I recently needed to create a pretty complex workflow to process a large volume of records as quickly as possible. We needed to process 500k records in an hour. We have a scheduled process that triggers the initial workflow that looks for scheduled work. When work is found a call is made out to another system to load the data we need per order (so this can be 1-X order records). Each order record can have 1 to X  number of customer records we need to process. Along the way we have a few user approvals we wait for. In trying to create a Workflow process for this we ran into a few challenges and learnings. Hopefully, this helps some others out there.

At a high level here is what we put together. 


The idea here is the Management Workflow is the workflow that is fired off by the schedule. It then can fire off the processing workflow. The green workflows can have multiple instances of them created by its parent.

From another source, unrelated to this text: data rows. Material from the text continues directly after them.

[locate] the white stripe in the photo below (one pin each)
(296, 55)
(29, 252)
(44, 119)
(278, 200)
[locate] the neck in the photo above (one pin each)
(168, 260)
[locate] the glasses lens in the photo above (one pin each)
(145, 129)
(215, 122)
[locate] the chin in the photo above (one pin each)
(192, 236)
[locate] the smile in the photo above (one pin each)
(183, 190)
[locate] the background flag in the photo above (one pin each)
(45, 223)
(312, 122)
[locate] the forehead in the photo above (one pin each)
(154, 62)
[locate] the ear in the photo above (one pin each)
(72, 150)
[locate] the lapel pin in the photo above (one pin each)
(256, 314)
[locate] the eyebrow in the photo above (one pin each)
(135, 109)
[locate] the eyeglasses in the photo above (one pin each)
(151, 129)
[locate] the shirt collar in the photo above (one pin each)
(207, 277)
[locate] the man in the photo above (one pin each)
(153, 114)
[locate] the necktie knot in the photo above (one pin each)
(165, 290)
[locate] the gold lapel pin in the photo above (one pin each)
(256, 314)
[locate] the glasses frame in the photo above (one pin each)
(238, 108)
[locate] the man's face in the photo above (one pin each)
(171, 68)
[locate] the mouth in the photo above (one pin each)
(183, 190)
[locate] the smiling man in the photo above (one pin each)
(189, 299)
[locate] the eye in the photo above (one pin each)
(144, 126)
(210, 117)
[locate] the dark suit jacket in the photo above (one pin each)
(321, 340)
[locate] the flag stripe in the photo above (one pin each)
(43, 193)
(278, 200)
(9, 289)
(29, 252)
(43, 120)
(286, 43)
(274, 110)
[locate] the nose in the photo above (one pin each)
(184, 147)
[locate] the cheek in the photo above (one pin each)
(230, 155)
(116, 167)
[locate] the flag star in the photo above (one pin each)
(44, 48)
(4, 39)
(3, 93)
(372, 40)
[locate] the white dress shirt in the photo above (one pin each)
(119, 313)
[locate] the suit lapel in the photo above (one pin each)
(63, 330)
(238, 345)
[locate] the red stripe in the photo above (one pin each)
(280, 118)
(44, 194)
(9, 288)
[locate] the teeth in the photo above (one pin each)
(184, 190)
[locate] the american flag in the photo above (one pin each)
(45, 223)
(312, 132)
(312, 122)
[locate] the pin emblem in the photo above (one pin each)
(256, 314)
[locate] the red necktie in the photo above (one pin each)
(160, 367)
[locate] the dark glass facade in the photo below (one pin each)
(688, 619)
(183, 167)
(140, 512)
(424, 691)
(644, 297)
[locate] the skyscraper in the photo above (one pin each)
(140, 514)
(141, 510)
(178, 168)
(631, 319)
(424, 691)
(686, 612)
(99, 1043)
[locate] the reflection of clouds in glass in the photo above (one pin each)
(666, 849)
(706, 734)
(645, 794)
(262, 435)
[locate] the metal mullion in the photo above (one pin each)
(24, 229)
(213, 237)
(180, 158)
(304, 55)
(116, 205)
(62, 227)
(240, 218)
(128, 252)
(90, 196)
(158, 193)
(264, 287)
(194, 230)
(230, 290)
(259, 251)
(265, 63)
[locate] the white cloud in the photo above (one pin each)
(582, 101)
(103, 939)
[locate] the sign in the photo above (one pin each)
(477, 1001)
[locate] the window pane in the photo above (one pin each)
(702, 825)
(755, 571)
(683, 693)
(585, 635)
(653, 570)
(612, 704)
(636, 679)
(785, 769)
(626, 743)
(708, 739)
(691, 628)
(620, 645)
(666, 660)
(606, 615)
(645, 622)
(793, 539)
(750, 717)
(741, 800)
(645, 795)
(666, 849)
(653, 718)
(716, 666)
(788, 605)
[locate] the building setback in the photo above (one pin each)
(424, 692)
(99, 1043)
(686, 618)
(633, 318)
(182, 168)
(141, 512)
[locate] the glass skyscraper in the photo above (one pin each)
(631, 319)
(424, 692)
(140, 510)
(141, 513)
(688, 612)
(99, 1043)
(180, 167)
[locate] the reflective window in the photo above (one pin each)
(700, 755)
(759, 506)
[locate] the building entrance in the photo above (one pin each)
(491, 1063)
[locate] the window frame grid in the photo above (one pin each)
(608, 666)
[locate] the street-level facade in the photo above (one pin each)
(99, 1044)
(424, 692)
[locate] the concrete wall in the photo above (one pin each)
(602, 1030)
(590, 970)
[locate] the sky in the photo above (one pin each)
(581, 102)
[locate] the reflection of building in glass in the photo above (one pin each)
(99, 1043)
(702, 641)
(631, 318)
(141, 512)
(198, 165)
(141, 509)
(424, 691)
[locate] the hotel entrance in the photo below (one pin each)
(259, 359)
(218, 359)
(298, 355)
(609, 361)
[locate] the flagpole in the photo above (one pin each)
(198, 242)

The Processing Workflow is responsible for finding all the customers that need to be processed for a given order.

The Send workflow is responsible for packaging up all the data for a given customer (calls to CMS system or any other external system) and sending that data to the delivery system.

With these processes able to spin up multiple instances and load balances via IIS we are able to processes thousands of records a second. 

Since these are Windows Workflow Services hosted in IIS we load balance new workflow instances across servers. This approach allows us to scale both out and up to deal with demand. There are some things to keep in mind when setting Windows Workflow up this way though.

Duplex Communication

The first thing we needed in this model is a way for the Processing workflow to spin up child (Send) workflows and to have those child workflows report back on there status.

We used an approach called out on MSDN for Parent-Child Workflow Pattern Using Durable Duplex. Based on this code we were able to create our setup and get this parent child relationship working. To make this work you need to make sure you get your WCF bindings configured correctly and make sure your workflow objects are setup with Callback Correlation correctly. The easily way to get start on this is to download the example (direct link) and really review it.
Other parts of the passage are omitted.